Selbiges passiert ja auch in jeder größeren Stadt wo die Leute so gerne die Tauben füttern. An anderer Stelle werden auch sie bekämpft.
Gruß Andreas
Edit: Nu war ich so im Eifer, dass ich das Thema vergessen hatte. Ich persönlich treffe die Entscheidung, ob Tiere annehmen ja oder nein nach meinen Mitteln. Nehme ich zB die Gruppe Skalare, so sind sie bei Caro hundert mal besser aufgehoben als bei mir. Ich habe schlicht kein Becken zur Verfügung indem ich sie unterbringen könnte. In dem Fall von Caro hätte ich auch so wie sie gehandelt. Die Fische sind schon eine lange Zeit im Becken und so ist es auch nicht so schlimm wenn sie noch einige Zeit länger dort drin sind.
Schlimmer wäre es gewesen, wenn sie auf einmal über Wochen im Eimer hätten leben müssen usw. Das hätte ich gar nicht eingesehen. Wäre Caro nun vom Kauf zurück getreten, so wäre die Frage, wie hätte der Verkäufer gehandelt. Um nicht ein weiteres Mal eine Auktion starten zu müssen liegt der Verdacht nahe, dass er die Tiere vielleicht anderweitig entsorgt hätte. Das hätte auch ich nicht eingesehen und sie mitgenommen.
Hallo,
falsche Tierliebe erlebe ich hier sehr häufig an einem nahegelegenen See. Da werden das ganze Jahr über wildlebende Tiere gefüttert, damit sie eines Tages, wenn es mal wieder zu viele geworden sind abgeschossen werden.

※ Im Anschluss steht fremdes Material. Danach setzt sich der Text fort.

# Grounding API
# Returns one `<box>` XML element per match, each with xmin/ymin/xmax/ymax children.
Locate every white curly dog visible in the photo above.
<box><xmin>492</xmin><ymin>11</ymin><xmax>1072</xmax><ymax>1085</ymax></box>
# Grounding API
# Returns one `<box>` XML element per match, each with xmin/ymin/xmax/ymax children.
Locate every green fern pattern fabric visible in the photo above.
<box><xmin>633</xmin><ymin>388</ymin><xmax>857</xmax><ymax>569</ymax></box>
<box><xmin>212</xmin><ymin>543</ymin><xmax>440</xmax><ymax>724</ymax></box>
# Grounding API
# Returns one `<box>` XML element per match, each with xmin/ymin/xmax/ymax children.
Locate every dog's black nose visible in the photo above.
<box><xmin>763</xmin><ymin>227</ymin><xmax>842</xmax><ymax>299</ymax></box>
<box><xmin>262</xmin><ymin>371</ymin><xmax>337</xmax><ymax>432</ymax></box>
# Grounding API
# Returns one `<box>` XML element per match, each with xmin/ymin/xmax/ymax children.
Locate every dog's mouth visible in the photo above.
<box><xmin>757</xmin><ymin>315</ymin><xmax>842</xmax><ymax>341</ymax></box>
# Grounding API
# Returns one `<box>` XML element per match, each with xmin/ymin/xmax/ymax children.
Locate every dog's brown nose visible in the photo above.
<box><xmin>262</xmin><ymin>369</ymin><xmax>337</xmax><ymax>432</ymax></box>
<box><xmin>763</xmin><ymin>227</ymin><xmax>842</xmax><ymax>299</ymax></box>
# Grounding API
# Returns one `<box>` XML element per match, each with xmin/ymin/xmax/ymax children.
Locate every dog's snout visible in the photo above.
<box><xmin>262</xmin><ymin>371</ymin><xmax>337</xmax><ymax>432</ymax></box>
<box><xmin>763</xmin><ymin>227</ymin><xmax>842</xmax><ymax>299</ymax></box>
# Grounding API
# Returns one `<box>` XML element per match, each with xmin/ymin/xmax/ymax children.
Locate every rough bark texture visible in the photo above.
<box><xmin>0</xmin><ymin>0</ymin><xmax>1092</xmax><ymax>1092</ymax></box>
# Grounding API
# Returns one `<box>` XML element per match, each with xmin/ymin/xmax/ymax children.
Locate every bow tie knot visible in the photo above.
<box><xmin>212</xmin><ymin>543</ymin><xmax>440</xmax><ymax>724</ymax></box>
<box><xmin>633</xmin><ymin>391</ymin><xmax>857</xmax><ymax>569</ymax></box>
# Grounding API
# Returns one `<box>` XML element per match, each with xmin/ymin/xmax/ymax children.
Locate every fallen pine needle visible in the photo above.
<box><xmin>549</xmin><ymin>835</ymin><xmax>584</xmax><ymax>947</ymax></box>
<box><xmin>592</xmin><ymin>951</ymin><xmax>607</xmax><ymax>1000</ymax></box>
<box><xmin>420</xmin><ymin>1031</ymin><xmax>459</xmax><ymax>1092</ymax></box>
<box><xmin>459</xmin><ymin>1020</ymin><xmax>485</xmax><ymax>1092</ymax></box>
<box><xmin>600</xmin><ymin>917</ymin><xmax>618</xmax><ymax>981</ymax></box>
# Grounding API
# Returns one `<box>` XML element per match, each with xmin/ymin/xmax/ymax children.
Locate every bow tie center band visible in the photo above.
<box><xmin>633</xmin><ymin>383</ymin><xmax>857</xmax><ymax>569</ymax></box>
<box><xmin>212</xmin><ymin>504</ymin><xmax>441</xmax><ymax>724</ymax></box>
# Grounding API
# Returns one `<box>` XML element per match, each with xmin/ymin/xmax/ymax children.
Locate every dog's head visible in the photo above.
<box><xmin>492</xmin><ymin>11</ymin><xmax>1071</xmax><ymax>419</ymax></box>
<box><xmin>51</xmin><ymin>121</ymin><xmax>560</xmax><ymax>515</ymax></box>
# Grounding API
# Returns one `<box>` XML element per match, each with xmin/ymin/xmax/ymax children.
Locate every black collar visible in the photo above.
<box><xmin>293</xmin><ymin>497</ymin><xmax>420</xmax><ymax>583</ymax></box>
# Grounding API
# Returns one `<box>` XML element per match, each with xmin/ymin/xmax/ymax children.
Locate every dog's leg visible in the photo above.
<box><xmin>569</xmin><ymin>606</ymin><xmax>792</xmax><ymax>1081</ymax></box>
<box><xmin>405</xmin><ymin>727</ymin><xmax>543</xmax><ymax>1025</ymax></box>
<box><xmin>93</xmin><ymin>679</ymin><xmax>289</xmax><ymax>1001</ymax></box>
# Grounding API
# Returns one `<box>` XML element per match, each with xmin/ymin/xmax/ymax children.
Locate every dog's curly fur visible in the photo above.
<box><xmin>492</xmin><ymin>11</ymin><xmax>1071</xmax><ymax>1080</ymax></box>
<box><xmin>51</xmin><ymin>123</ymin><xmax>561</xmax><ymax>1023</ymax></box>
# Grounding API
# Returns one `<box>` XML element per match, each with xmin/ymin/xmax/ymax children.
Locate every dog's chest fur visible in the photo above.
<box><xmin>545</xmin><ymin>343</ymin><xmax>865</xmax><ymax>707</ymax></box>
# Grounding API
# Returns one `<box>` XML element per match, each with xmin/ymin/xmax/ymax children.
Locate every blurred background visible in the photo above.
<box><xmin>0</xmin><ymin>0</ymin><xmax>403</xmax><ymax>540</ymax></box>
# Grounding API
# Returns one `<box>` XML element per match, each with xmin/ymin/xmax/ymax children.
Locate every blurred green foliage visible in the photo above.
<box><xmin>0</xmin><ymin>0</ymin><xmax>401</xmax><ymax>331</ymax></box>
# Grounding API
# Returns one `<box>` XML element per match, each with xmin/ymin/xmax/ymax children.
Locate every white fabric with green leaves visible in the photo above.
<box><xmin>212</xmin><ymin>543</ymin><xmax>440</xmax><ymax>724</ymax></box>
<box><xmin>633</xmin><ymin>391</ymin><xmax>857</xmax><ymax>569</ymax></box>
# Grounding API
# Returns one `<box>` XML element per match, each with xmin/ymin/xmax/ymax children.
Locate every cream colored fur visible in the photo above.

OT: Du meinst doch nicht etwa meinen schmerzlich vermissten Abtskücher See? :) (ich liebe diese Bisamratten. Wobei ich auf dem Foto unten einer gerade erkläre, warum ich KEIN Brot habe *g*)
Andreas W
06.01.2009, 18:32
Hallo Jutta,
doch, den Abtskücher Teich meine ich. Soweit ich weiß handelt es sich bei ihnen aber nicht um Bisamratten, sondern um Biberratten (Nutrias). Sind sich aber recht ähnlich und hundert prozentig kann ich es auch nicht sagen.
http://www.velberteransichten.de/abtskueche.htm
http://de.wikipedia.org/wiki/Biberratte
Dort ist auch dieses Bild entstanden.
http://www.amateur-digitalfotos.de/galerie/data/media/7/Fliegender_Schwan.JPG
Putzige Tiere. Was ist die Welt doch klein.:smile:
Gruß Andreas
hallo Stefan,
Dann, wenn es wirklich keine Möglichkeit gibt, ist der Fisch fachgerecht zu töten, was eine Verwendung als Futtertier nicht ausschließt.
Gruß, Stefan
dumme Frage vielleicht, aber wie geht das? Den Kopf abschneiden - bei einem Neon? Wie machtst du / macht ihr das?
Andreas W
06.01.2009, 20:22
Hallo Bruno,
dazu gibt es einige Möglichkeiten. Aber dieser Thread dient zum Erhalt von Tieren, und nicht zum Abmurksen. Da wäre ein getrennter Thread sicher sinniger:smile:
Gruß Andreas
Hallo,
Das GU Buch schreibt zum Thema "Tierschutzgerechtes Töten" folgendes:
"Setzen Sie die Fische in einen Eimer mit 2 Liter Wasser und geben Sie 10 Tropfen Nelkenöl dazu, um die Tiere zu betäuben.
Durch Zugabe weiterer 50 Tropfen werden die Fische getötet. Beim toten Tier dürfen sich die Kiemen nicht mehr bewegen. Ansonsten muss die Dosis erhöht werden."
Habe es aber noch nie gemacht.
Huhu Bruno!
Einmal noch schnell OT: O-)
Hier (http://www.aquarium-stammtisch.de/Forum/showthread.php?t=1142&highlight=t%F6ten+richtig) hatten wir mal einen Thread, wo es um das Töten/Erlösen von Fischen ging.
Fall du noch Fragen hast, kannst du sie ja viell. dort stellen, oder einen neuen Thread aufmachen.